Once the particle accelerator is built and a particle detector, called ATLAS, constructed (no easy task, since the construction of ATLAS's many components has been divided among research teams in 50 countries – and they must all fit exactly to each other at the end of the process), the big challenge will be to interpret the data. The ATLAS detector will receive more data at every given moment than all of the world's telephone networks combined. And how does one detect “new physics” phenomena if one does not even know what new physics is? Thus the organizers of the project decided to conduct a “dry run” – to simulate the extent and possible nature of the data and conduct a competition to see how the data is best interpreted.
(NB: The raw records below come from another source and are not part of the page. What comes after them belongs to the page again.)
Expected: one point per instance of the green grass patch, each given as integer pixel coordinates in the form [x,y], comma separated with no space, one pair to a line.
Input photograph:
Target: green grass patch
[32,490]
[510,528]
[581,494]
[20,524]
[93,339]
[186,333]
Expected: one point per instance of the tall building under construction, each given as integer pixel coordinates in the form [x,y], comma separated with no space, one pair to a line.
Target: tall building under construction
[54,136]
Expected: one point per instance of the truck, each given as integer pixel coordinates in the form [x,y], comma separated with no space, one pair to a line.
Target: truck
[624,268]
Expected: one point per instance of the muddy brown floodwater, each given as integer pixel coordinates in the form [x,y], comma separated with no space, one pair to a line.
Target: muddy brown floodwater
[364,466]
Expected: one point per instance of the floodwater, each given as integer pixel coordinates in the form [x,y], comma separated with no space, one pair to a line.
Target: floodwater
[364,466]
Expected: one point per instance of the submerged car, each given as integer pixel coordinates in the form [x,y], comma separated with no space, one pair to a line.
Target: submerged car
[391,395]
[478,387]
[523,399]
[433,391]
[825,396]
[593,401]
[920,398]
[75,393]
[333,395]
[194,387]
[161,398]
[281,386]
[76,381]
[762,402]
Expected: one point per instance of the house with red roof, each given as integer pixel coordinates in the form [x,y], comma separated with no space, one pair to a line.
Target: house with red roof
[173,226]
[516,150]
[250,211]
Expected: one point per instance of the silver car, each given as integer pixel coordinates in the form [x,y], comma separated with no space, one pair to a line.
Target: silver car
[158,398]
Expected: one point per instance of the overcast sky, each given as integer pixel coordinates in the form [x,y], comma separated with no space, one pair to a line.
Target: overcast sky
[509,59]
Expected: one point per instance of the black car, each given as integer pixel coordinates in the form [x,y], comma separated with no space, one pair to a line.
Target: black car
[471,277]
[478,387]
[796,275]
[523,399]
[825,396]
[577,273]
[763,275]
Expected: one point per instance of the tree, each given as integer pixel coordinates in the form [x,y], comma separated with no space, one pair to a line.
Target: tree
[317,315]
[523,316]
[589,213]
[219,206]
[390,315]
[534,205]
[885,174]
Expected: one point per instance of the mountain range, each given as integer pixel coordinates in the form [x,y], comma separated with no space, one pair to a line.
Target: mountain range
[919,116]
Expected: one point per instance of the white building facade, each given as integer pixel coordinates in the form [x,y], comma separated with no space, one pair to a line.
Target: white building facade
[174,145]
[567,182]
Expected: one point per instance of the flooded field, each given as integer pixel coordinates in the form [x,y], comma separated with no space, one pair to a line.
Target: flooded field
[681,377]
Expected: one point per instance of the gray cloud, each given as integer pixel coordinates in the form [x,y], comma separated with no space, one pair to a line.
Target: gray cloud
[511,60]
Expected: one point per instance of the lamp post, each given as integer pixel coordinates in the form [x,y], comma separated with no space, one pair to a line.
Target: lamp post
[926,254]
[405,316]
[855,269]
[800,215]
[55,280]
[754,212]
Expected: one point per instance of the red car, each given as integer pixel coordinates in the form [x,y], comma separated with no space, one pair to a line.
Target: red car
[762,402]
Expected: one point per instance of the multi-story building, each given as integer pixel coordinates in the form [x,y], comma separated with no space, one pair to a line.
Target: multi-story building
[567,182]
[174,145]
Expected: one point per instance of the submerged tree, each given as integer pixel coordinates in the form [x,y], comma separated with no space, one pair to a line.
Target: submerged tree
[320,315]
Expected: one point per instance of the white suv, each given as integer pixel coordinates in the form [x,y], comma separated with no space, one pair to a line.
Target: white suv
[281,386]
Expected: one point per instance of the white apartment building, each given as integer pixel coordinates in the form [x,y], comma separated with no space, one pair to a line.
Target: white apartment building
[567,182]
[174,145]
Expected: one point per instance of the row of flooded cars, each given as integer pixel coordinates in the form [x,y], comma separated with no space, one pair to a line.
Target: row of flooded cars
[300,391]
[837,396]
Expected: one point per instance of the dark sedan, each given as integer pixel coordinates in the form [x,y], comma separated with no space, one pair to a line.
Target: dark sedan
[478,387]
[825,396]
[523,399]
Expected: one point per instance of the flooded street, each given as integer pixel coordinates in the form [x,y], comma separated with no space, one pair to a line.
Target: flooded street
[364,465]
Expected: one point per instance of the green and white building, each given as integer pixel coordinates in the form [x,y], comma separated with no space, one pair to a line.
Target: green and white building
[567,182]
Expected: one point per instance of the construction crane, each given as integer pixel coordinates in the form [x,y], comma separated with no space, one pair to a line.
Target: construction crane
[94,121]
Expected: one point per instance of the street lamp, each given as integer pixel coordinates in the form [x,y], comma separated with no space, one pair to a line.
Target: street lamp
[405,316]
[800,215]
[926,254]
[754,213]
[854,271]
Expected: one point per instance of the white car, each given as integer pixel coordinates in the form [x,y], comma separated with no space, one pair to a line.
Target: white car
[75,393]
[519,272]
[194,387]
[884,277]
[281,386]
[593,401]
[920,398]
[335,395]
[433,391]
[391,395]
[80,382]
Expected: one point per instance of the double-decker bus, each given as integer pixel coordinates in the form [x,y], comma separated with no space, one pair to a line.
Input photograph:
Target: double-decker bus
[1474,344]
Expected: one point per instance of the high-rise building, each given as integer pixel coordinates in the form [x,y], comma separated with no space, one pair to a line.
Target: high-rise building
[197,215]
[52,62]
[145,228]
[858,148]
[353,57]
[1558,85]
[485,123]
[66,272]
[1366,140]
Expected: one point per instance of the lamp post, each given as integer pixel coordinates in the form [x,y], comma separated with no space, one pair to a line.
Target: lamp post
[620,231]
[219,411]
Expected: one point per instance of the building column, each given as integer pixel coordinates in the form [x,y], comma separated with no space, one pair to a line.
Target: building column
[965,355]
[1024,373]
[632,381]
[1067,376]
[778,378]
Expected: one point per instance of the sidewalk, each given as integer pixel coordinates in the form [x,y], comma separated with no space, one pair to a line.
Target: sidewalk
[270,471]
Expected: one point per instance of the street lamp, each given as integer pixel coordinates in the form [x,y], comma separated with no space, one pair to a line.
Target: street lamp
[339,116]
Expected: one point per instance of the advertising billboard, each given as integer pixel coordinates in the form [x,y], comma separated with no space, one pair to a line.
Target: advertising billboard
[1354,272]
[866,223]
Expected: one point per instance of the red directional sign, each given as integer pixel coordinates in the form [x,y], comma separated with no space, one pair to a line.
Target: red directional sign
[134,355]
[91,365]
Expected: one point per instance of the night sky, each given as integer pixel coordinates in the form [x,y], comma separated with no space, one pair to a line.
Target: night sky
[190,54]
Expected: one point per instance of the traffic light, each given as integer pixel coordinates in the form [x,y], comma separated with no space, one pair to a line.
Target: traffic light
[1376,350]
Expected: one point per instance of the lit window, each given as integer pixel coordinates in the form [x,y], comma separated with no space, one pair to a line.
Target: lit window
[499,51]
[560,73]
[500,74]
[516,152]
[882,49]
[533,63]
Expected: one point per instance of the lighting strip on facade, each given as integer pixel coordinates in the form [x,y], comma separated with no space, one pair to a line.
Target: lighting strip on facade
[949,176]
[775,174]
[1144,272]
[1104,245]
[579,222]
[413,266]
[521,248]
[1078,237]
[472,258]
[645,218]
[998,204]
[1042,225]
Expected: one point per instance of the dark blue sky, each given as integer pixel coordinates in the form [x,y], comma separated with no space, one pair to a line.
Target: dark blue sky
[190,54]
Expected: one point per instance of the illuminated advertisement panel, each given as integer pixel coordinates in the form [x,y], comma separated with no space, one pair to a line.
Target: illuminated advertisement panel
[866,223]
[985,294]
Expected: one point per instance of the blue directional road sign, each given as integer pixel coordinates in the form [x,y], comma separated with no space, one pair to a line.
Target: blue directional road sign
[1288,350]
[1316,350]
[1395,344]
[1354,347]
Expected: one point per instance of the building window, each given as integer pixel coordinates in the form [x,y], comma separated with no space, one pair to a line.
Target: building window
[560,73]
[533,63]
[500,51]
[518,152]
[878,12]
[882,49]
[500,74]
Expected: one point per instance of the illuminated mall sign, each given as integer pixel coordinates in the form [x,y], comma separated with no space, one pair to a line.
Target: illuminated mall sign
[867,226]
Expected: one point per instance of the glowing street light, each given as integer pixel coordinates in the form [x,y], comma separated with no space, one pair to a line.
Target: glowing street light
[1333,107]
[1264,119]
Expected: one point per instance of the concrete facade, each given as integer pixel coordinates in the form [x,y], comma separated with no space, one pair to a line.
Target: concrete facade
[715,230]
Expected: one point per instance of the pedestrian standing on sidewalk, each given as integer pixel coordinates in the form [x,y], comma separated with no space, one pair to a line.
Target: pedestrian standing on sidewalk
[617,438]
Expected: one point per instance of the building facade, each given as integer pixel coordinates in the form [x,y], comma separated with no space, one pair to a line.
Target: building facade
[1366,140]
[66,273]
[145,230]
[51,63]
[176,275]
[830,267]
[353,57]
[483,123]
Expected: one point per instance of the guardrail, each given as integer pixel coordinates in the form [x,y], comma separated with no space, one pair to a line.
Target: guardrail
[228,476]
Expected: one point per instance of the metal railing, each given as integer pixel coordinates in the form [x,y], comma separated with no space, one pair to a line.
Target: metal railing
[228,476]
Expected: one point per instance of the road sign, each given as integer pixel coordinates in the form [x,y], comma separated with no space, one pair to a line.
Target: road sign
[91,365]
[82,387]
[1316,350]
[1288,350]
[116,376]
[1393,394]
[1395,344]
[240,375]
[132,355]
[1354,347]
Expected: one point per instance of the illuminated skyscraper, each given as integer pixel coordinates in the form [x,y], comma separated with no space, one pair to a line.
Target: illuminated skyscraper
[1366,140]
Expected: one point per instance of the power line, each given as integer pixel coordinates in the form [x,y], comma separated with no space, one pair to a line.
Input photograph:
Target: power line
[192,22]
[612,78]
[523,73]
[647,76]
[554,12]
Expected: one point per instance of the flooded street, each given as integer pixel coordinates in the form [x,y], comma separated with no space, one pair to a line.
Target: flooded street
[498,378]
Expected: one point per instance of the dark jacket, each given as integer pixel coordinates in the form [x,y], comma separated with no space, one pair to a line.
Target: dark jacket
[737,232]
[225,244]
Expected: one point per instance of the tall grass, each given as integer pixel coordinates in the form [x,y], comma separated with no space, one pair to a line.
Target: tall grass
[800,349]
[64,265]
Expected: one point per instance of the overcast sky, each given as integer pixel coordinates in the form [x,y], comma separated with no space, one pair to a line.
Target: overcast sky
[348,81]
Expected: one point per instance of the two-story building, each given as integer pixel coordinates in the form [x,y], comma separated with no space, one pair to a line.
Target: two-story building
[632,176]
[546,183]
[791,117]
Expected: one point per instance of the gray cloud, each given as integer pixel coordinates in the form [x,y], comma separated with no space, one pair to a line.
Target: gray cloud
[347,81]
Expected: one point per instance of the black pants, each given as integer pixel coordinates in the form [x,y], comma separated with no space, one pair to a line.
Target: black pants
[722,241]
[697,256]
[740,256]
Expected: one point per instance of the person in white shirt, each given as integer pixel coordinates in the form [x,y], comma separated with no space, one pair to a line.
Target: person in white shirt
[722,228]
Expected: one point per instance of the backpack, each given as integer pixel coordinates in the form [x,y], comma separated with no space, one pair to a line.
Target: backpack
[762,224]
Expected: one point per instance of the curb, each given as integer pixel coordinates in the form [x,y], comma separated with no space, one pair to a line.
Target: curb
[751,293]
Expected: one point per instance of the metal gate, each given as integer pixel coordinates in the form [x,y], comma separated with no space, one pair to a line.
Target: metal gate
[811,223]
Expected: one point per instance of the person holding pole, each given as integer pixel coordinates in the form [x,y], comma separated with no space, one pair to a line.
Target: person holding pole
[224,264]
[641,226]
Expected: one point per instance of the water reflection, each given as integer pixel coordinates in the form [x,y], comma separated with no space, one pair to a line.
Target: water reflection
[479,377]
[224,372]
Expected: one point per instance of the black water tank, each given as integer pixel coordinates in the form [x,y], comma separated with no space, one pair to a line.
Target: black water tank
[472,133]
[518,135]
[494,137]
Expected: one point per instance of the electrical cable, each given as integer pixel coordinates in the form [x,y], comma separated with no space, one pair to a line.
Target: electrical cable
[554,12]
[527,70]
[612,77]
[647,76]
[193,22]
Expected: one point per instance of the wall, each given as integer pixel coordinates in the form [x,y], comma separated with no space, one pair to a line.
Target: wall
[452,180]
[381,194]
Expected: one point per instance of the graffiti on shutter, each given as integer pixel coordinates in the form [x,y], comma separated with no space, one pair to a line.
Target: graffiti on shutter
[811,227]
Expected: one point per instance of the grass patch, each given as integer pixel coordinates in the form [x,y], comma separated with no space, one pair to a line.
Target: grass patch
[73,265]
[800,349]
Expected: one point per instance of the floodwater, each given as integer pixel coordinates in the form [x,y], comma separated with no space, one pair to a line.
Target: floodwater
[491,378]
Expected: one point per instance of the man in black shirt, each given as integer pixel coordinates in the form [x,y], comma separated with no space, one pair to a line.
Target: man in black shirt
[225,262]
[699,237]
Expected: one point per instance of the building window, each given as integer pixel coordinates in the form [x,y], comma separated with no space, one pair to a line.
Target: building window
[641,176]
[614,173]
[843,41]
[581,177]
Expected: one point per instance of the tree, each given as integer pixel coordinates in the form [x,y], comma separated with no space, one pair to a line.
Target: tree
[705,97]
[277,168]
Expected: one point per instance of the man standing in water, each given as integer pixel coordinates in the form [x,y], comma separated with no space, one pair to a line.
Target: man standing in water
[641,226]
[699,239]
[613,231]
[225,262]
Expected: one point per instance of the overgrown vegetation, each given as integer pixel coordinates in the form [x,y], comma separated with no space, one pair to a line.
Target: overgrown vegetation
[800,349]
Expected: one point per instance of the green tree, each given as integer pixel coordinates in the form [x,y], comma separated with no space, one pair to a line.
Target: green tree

Several small hints for a possible new physics were hidden among the millions of simulated events and the groups were challenged to find as many hints as possible and ‘publish’ their findings.  Tying for first place were the Weizmann Institute and Cambridge University.
 
“We learned that we won over the Internet, on CERN's website,” says Ph.D. student Arie Melamed-Katz of the Particle Physics Department. The team hadn't gone to the conference in Prague where the winners were announced, they say, because there was “no time or money.” The prize for first place was a wooden brainteaser, which they have placed on the windowsill.
 
Taking a major part in the deciphering were Prof. Eilam Gross and his Ph.D. student Lidija Zivkovic, Ph.D. students Arie Melamed-Katz and Peter Renkel,  and postdoc Dr. Michael Rivline. 
 
Prof. Ehud Duchovni’s research is supported by the Nella and Leon Benoziyo Center for High Energy Physics.